• Monday, July 11, 2022
Trinity Housing Barrister Summary of Khan v Mehmood [2022]

Trinity Social Housing Law barrister, Henry Percy-Raine has prepared the following summary of the recent case of Khan v Mehmood [2022] EWCA Civ 791.  

The appeal concerned a challenge by the owner of a property (“the appellant”) to the quantum of damages (the period over which damages were based and the 10 per cent Simmons v Castle uplift applied to general damages) awarded to a tenant (“the respondent”) for breach of the duty under s.11 of the Landlord and Tenant Act 1985 to keep the property in repair.


The respondent moved into the property in about March 2005. It was his case that at all times during his occupancy the property was in an extremely poor state of repair. In about March 2011 the respondent signed a tenancy agreement. In July 2013 the appellant commenced possession proceedings on the basis of rent arrears. By way of an amended defence and counterclaim, the respondent sought to set off rent arrears under a counterclaim for disrepair.

The final hearing was listed in August 2014. The appellant did not attend the hearing. The district judge dismissed the possession claim and gave judgment on the counterclaim awarding damages for disrepair at 50 per cent of the rent for the period from May 2007 (allowing 2 months for repairs) to the date of trial. In the absence of documentary evidence the judge also included special damages in the assessment of general damages, ordered the return of the deposit, added a penalty under s.214 of the Housing Act 2004, a further 10 per cent uplift on damages, interest on damages since May 2007 and ordered the appellant to carry out the schedule of works.

First instance appeal

The appellant put forward four grounds of appeal, including that the award of damages was excessive on the basis that the s.11 duty was owed only to a tenant; accordingly the respondent had no claim for such damages between 2007-2011 when he was in occupation but not a tenant. Additionally, she claimed that it was wrong as a matter of law to increase the damages by 10 per cent under the Simmons v Castle uplift. The circuit judge dismissed the appeal on all grounds.

Decision of the Court of Appeal

The appellant was granted permission to appeal with respect to two grounds namely the period upon which damages were awarded and the application of the 10 per cent Simmons v Castle uplift. The Housing Law Practitioners Association were granted permission to intervene on the second ground.

On the first ground, the Court noted that, looking at the pleadings as a whole and the written evidence, it was common ground that the respondent occupied the property from 2007 but only became a tenant in 2011. Accordingly, it was at the point he became a tenant in March 2011 that he became entitled to damages for breach of the s.11 duty, and the award of damages dating back to 2007 was therefore excessive [35].

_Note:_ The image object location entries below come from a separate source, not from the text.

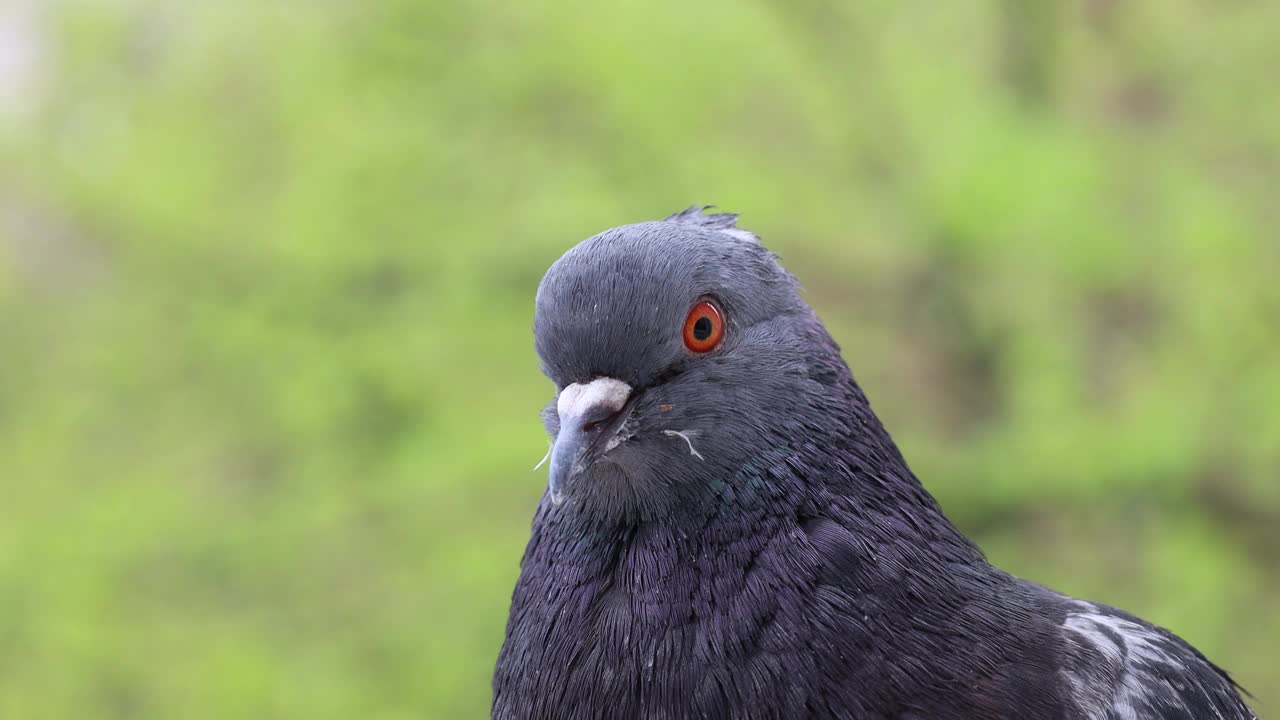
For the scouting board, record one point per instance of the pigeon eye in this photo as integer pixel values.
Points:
(704, 327)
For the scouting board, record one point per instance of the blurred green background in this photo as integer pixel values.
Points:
(268, 393)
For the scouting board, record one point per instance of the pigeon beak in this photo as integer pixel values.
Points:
(589, 413)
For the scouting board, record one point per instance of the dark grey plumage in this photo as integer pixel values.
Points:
(734, 534)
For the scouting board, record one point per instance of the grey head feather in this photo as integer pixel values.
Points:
(722, 222)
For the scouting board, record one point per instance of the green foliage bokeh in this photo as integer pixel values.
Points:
(268, 393)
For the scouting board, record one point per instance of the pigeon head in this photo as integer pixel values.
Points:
(682, 354)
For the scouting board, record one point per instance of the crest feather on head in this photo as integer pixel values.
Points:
(721, 222)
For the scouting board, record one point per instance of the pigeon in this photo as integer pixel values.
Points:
(728, 531)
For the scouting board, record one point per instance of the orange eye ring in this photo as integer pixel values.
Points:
(704, 327)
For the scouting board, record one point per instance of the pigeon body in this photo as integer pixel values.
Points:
(730, 532)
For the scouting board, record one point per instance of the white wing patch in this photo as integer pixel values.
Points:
(1127, 675)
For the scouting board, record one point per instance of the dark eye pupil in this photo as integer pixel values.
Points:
(703, 328)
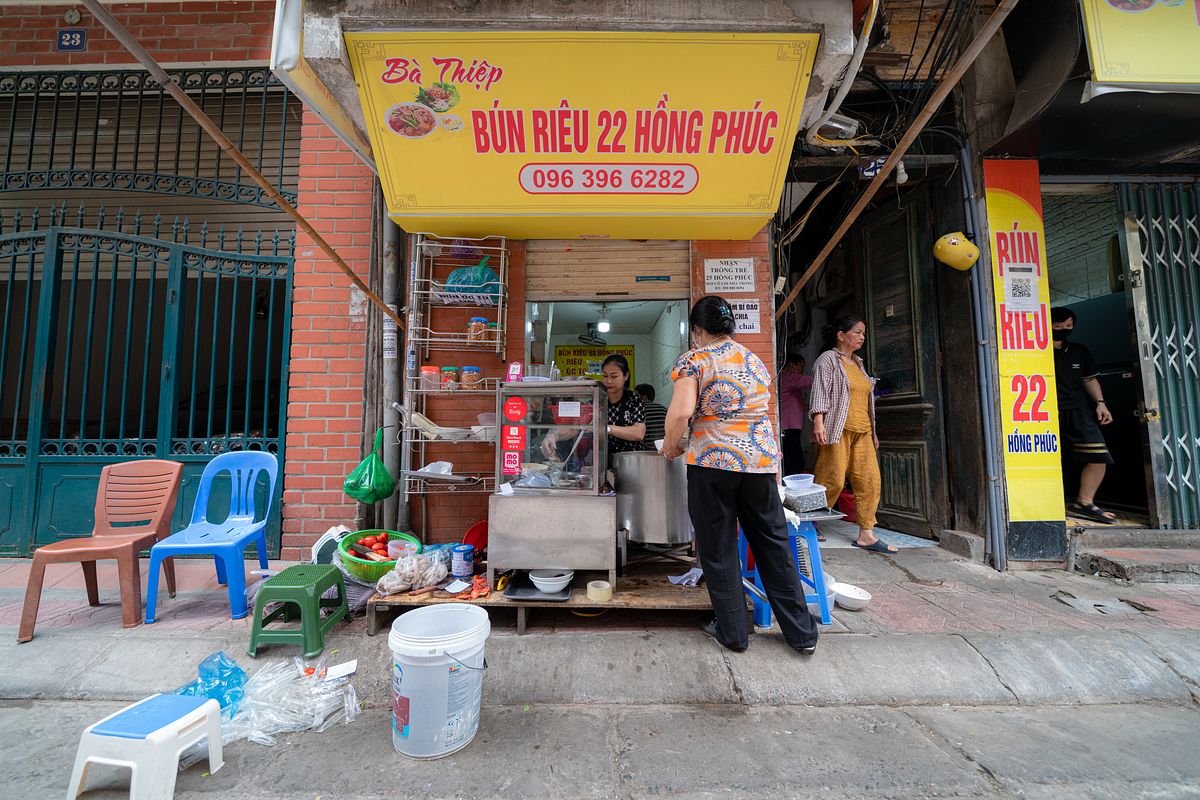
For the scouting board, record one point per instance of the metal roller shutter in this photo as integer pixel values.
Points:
(569, 269)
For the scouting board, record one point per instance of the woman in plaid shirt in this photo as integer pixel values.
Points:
(843, 410)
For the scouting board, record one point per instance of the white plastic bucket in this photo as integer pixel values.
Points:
(437, 678)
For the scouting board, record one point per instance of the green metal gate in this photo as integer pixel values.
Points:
(132, 338)
(1168, 233)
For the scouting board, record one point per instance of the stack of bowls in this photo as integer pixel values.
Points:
(551, 581)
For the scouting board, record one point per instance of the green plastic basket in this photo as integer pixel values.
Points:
(366, 569)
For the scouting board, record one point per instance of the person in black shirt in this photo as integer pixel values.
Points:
(627, 414)
(1079, 394)
(655, 415)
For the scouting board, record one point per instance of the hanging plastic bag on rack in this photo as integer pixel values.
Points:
(371, 481)
(479, 280)
(463, 248)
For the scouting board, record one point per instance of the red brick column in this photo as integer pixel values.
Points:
(324, 438)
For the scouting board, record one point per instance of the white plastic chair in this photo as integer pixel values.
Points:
(149, 737)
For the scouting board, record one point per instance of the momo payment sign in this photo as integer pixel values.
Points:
(1027, 396)
(562, 134)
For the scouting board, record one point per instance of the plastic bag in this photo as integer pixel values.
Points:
(371, 481)
(463, 248)
(281, 698)
(414, 571)
(220, 678)
(474, 280)
(285, 697)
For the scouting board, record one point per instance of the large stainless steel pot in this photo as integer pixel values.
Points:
(652, 498)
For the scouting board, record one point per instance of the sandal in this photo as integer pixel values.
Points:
(877, 546)
(1091, 511)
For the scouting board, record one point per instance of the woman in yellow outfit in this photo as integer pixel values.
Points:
(843, 410)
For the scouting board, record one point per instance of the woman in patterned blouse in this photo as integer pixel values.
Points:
(732, 477)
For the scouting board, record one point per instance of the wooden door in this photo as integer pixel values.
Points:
(901, 350)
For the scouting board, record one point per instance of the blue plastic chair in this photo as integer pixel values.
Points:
(808, 531)
(226, 540)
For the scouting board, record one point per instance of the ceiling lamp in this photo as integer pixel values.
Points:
(603, 324)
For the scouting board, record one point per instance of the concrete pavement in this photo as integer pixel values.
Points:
(955, 681)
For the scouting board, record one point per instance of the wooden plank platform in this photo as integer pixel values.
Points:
(646, 588)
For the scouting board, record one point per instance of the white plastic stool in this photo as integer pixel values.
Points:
(148, 737)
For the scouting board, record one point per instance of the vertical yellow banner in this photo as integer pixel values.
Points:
(1027, 398)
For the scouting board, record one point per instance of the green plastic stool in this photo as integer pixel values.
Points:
(300, 589)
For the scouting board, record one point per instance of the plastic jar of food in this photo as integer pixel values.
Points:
(472, 377)
(477, 329)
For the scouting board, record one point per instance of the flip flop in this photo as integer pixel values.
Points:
(1093, 512)
(877, 546)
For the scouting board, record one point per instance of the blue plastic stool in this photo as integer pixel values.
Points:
(227, 540)
(808, 531)
(148, 738)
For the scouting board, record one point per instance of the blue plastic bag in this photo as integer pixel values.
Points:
(220, 678)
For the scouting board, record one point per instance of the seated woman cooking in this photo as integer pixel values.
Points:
(627, 413)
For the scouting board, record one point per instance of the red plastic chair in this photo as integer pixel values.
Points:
(130, 493)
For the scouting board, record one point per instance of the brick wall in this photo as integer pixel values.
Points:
(174, 32)
(328, 342)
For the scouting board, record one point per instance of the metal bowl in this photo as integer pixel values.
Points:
(850, 596)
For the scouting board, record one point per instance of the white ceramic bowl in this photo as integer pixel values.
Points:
(551, 581)
(798, 482)
(850, 596)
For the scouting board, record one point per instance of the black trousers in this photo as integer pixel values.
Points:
(718, 501)
(793, 451)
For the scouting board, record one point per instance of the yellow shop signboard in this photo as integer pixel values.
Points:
(563, 134)
(1144, 43)
(1029, 403)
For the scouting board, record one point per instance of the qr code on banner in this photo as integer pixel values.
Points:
(1021, 288)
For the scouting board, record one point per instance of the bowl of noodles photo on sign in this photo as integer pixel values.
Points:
(451, 122)
(439, 97)
(411, 120)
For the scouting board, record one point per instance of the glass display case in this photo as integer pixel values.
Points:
(549, 511)
(552, 438)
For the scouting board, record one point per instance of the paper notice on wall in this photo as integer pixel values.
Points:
(729, 275)
(747, 313)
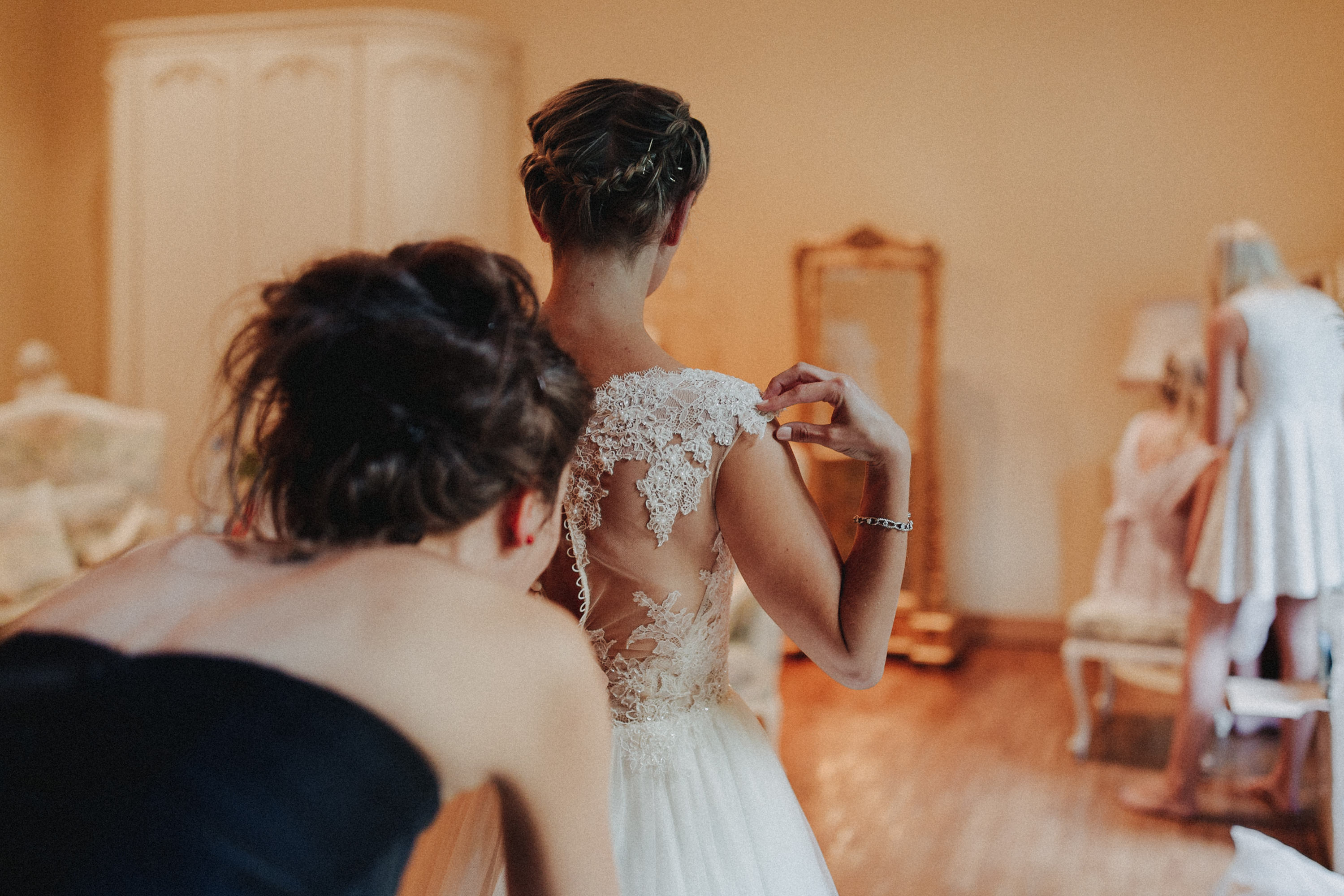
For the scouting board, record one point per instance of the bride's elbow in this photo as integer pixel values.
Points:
(860, 673)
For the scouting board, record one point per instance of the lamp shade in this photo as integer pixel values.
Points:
(1159, 328)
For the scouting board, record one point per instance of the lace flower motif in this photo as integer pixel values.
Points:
(671, 421)
(654, 695)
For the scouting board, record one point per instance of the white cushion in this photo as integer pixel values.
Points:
(1264, 867)
(33, 542)
(1129, 622)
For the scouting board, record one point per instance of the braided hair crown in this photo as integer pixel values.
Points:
(611, 160)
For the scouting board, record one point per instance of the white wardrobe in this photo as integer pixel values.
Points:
(242, 146)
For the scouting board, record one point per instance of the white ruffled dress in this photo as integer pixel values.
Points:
(1276, 520)
(700, 805)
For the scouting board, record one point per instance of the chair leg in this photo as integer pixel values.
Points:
(1081, 739)
(1106, 698)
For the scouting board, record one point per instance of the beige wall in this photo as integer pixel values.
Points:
(25, 139)
(1070, 159)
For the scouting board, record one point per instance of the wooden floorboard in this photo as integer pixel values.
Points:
(957, 781)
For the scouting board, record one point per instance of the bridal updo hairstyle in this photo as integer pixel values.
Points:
(611, 160)
(385, 398)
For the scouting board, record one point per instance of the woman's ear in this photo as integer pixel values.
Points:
(541, 229)
(676, 224)
(523, 516)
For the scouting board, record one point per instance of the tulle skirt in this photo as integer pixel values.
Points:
(700, 806)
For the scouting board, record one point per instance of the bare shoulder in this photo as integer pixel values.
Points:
(1227, 328)
(449, 617)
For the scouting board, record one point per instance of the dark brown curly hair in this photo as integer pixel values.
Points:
(384, 398)
(611, 160)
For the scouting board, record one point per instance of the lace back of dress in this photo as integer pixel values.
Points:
(651, 564)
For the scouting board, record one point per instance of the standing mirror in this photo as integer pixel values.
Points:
(867, 307)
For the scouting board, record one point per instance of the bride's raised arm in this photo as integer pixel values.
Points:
(839, 613)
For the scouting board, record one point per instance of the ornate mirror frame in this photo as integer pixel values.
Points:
(836, 489)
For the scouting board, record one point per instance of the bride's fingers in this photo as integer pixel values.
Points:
(827, 392)
(800, 373)
(799, 432)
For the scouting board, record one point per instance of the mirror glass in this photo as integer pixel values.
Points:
(870, 330)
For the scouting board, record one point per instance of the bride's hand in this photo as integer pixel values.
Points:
(858, 429)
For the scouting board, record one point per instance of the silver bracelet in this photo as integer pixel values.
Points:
(885, 523)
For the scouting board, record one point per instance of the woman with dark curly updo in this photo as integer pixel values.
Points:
(284, 711)
(679, 473)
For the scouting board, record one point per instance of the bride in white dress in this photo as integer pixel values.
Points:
(682, 473)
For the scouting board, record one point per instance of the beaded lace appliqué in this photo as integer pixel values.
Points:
(671, 421)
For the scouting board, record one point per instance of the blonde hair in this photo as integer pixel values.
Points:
(1183, 379)
(1241, 256)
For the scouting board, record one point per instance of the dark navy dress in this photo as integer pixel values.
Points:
(167, 774)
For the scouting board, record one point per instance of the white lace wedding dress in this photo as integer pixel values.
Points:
(700, 805)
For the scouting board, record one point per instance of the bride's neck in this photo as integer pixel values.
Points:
(599, 297)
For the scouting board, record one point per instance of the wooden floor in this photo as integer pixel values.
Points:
(959, 782)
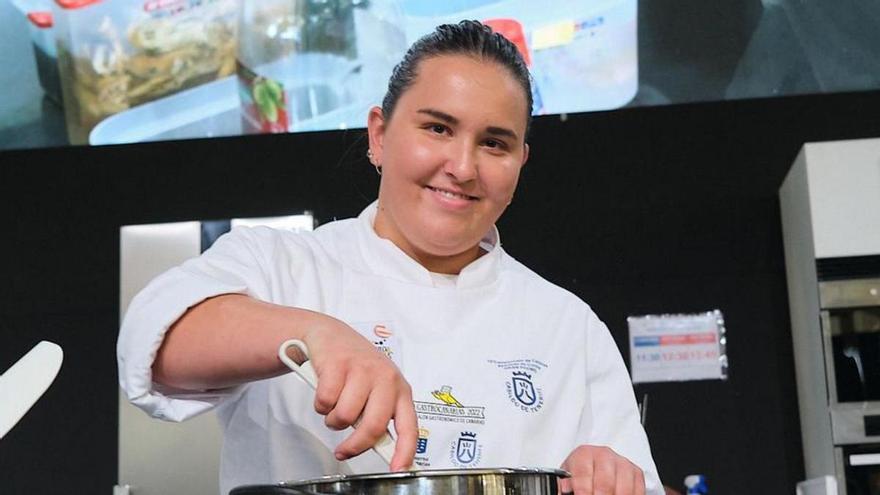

On the second ground, the Court noted that there was nothing in the judgment in Simmons v Castle to suggest that the application of the uplift should be restricted to cases where damages are assessed by reference to a tariff [56]. Further, the basis of calculation in disrepair cases of taking a notional reduction in rent as the starting point which may incorporate an adjustment for inflation was not justification for excluding such damages from the scope of the uplift [57].

Noting that conditional fee agreements play an important role in assisting tenants to bring claims for breach of repairing covenants, the Court considered that the award for general damages in disrepair cases falls squarely within the primary purpose of the Simmons v Castle uplift; by way of compensation for the success fee which the tenant’s lawyer is entitled to be paid but which, following LASPO, cannot be recovered from the defendant landlord [58]. Accordingly, the Court reached the clear conclusion that there were no good reasons as to why general damages for breach of a repairing covenant should be excluded from the 10 per cent Simmons v Castle uplift. On the contrary, the Court found there are good reasons why such damages should attract the uplift.

The appeal was accordingly allowed on the first ground, meaning that the level of damages and interest awarded had to be reduced but the appeal was not allowed on the second ground.